Step 5: Explain Why Treatment Must Continue
Answer the question the reviewer is really asking: why can this client not manage without therapy right now? Be specific about what work remains, what risks exist if treatment is reduced or discontinued, and what would happen clinically if authorization is denied.
Step 6: Provide a Realistic Timeline and Discharge Plan
Give the reviewer a credible endpoint. "Anticipate discharge in 16 sessions based on completion of trauma processing protocol and achievement of PCL-5 score below 25" demonstrates that treatment is finite and goal-directed. Open-ended treatment with no discharge criteria is a red flag for reviewers.
Step 7: Document the Review Itself
Record the date, time, and outcome of every utilization review interaction. Note the reviewer's name and credentials, reference numbers, the number of sessions authorized, and the next review date. If authorization is denied or reduced, document the reason given and your response.
Common Mistakes
Not using standardized outcome measures. If the reviewer asks for objective evidence of symptom severity and you have only clinical impressions to offer, your case is weak.

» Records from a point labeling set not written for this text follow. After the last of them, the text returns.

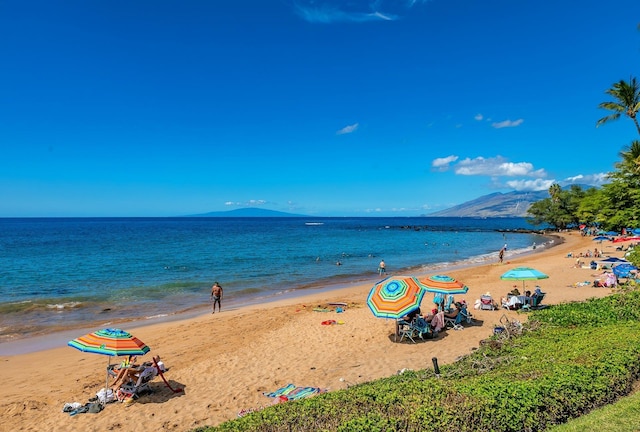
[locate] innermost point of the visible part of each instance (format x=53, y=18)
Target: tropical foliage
x=626, y=100
x=616, y=204
x=565, y=361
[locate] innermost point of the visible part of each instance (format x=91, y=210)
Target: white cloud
x=507, y=123
x=348, y=129
x=442, y=164
x=497, y=166
x=250, y=203
x=530, y=185
x=596, y=180
x=332, y=11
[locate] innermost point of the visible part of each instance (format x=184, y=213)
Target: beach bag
x=105, y=396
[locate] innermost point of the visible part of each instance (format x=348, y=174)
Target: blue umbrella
x=624, y=270
x=523, y=274
x=601, y=238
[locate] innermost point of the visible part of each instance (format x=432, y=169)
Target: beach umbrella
x=621, y=239
x=624, y=270
x=523, y=274
x=110, y=342
x=395, y=296
x=444, y=284
x=613, y=260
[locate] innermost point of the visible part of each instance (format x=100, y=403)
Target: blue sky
x=328, y=108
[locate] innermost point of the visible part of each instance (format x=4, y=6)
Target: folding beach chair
x=486, y=302
x=457, y=322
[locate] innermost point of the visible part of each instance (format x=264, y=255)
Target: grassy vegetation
x=622, y=416
x=565, y=362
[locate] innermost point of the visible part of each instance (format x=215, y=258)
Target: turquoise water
x=63, y=273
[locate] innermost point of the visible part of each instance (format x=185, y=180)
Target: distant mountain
x=248, y=212
x=511, y=204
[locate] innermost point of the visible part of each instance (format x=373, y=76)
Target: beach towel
x=293, y=392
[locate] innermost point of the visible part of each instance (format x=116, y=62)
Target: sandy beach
x=226, y=361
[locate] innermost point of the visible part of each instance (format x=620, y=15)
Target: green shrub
x=580, y=356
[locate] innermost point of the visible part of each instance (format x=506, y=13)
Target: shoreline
x=56, y=337
x=226, y=361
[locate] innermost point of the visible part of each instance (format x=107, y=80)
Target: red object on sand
x=621, y=239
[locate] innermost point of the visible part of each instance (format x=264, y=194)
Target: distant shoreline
x=56, y=337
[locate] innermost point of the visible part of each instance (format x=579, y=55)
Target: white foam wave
x=59, y=306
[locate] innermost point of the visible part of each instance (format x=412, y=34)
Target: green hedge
x=581, y=356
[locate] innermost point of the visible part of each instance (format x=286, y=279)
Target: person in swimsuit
x=216, y=296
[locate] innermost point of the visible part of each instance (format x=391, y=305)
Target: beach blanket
x=293, y=392
x=437, y=322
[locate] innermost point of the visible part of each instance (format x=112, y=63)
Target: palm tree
x=630, y=156
x=554, y=192
x=626, y=97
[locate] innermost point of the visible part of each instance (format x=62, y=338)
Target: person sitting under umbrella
x=135, y=372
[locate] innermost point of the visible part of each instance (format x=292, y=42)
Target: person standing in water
x=216, y=296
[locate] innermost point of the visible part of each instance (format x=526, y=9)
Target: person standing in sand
x=216, y=296
x=382, y=268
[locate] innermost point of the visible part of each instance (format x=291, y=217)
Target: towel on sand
x=292, y=392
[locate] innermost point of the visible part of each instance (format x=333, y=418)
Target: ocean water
x=58, y=274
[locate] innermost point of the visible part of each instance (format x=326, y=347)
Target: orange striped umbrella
x=444, y=285
x=394, y=297
x=110, y=342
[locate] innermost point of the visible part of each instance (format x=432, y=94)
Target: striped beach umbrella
x=444, y=284
x=110, y=342
x=396, y=296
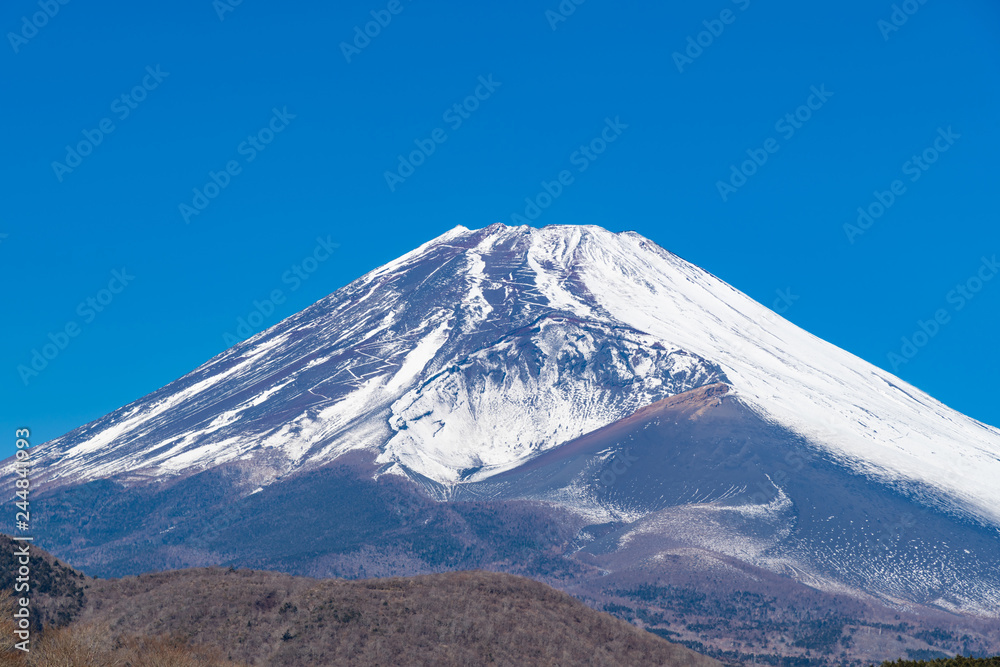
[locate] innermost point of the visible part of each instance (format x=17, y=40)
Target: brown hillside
x=211, y=616
x=459, y=618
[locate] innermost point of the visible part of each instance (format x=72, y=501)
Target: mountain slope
x=566, y=403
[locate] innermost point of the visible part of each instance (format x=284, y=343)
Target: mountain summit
x=571, y=404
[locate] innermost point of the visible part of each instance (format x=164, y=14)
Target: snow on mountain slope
x=482, y=348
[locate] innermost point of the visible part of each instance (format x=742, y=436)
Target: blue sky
x=174, y=163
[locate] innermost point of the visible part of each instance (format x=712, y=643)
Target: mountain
x=568, y=403
x=266, y=618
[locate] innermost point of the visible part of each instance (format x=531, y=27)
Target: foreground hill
x=265, y=618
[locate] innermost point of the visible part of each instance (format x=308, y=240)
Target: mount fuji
x=575, y=404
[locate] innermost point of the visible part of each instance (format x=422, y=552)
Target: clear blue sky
x=212, y=84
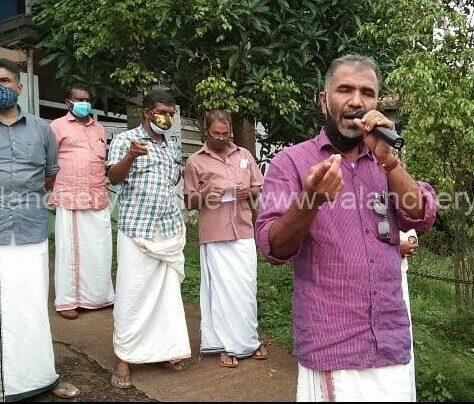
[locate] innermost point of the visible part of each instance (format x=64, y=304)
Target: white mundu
x=406, y=297
x=83, y=259
x=228, y=298
x=149, y=319
x=388, y=383
x=27, y=357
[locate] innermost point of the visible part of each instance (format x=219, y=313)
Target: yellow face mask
x=163, y=121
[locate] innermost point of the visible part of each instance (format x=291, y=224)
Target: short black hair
x=77, y=86
x=158, y=97
x=218, y=115
x=12, y=67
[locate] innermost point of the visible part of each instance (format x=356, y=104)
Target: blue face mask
x=81, y=108
x=8, y=97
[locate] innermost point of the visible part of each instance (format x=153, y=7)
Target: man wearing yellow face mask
x=149, y=320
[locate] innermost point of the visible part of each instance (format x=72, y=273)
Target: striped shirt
x=348, y=309
x=81, y=181
x=148, y=197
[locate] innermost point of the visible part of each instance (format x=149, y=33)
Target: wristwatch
x=388, y=167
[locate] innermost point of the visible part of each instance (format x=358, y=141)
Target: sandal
x=121, y=381
x=221, y=359
x=178, y=366
x=260, y=353
x=65, y=390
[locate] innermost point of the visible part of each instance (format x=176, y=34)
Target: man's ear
x=323, y=101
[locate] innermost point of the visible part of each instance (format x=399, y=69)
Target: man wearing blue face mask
x=149, y=319
x=83, y=230
x=28, y=165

Administer validated measures (PHQ-9, GAD-7, PCL-5, ORS, SRS) regularly and track scores over time. This is the single most important thing you can do to prepare for utilization review.

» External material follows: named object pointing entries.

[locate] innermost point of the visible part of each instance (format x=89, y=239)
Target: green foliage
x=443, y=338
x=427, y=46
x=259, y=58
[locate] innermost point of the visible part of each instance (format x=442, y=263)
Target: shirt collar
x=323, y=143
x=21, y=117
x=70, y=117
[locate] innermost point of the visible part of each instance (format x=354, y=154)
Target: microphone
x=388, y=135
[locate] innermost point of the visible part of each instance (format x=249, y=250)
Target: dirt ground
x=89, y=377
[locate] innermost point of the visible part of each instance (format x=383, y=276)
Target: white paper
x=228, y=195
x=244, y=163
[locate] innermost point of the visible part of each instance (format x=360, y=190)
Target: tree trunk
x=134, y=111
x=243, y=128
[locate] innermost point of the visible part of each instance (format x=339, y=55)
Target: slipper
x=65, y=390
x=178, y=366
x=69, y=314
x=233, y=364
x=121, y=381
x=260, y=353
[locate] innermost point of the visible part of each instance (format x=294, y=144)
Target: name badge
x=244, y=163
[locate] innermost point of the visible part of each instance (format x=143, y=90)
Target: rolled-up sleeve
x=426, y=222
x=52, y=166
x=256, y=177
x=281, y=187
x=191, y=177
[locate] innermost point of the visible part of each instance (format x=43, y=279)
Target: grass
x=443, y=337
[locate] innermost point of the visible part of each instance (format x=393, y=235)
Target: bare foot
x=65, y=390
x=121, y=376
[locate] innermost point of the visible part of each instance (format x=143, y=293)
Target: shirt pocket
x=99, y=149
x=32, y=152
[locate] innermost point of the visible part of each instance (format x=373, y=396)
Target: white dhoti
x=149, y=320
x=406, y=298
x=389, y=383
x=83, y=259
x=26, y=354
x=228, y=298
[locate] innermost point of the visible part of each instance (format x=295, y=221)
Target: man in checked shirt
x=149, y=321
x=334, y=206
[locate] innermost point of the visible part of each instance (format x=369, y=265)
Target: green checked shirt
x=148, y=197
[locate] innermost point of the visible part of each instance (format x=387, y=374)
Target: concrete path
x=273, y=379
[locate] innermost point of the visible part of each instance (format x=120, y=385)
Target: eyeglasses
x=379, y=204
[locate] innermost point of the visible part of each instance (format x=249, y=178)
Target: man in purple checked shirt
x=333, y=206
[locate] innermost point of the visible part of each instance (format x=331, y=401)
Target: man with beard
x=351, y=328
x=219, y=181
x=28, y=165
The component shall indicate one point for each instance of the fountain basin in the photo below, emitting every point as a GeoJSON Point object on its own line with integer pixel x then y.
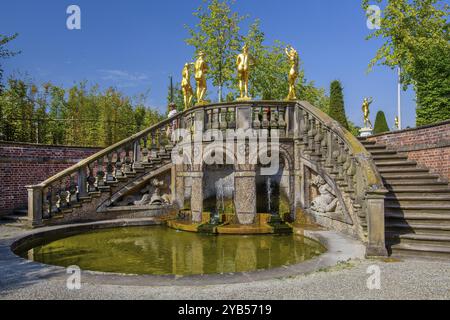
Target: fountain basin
{"type": "Point", "coordinates": [158, 250]}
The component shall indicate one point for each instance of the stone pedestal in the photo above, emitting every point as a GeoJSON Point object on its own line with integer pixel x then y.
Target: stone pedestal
{"type": "Point", "coordinates": [365, 132]}
{"type": "Point", "coordinates": [197, 197]}
{"type": "Point", "coordinates": [245, 196]}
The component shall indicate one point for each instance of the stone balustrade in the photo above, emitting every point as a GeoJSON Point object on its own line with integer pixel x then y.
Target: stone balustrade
{"type": "Point", "coordinates": [319, 143]}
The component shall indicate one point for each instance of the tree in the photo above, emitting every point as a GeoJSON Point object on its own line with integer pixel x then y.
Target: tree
{"type": "Point", "coordinates": [380, 123]}
{"type": "Point", "coordinates": [416, 35]}
{"type": "Point", "coordinates": [337, 109]}
{"type": "Point", "coordinates": [5, 53]}
{"type": "Point", "coordinates": [217, 34]}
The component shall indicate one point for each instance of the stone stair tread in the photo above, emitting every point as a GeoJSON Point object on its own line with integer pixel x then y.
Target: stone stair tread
{"type": "Point", "coordinates": [439, 197]}
{"type": "Point", "coordinates": [390, 224]}
{"type": "Point", "coordinates": [419, 207]}
{"type": "Point", "coordinates": [417, 183]}
{"type": "Point", "coordinates": [421, 247]}
{"type": "Point", "coordinates": [395, 170]}
{"type": "Point", "coordinates": [396, 163]}
{"type": "Point", "coordinates": [417, 216]}
{"type": "Point", "coordinates": [415, 236]}
{"type": "Point", "coordinates": [14, 217]}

Describing treatment as "ongoing" or "supportive" without goals. Reviewers are trained to deny authorization for open-ended, goal-less therapy. If your treatment plan says "support client in processing feelings" without measurable goals and discharge criteria, the reviewer has grounds to deny continued sessions. Every treatment plan needs specific, measurable, achievable goals with an estimated timeline.
Getting defensive or adversarial with reviewers. Utilization reviewers are typically licensed clinicians doing a job. Approaching the review as a collaborative clinical discussion rather than an adversarial interrogation produces better outcomes. Present your case professionally, answer questions directly, and provide the information requested.
Failing to document progress. If a client has made significant improvement but your notes do not reflect it, the reviewer cannot see it. Document specific, observable changes in every progress note: "Client reported driving to work independently for the first time in 3 months this week" provides concrete evidence of functional improvement.
Not knowing the client's plan-specific review criteria. Different insurers use different medical necessity criteria. Some use InterQual, some use MCG, some use proprietary criteria. Understanding what the reviewer is evaluating against helps you frame your response effectively. Ask the reviewer what criteria they are applying if you are unsure.
Waiting until the review to organize your documentation. Utilization review preparedness is an ongoing documentation practice, not a one-time scramble. If you maintain clear treatment plans with measurable goals, track outcome measures regularly, and write progress notes that document treatment interventions and functional changes, the utilization review becomes a straightforward summary of information you already have.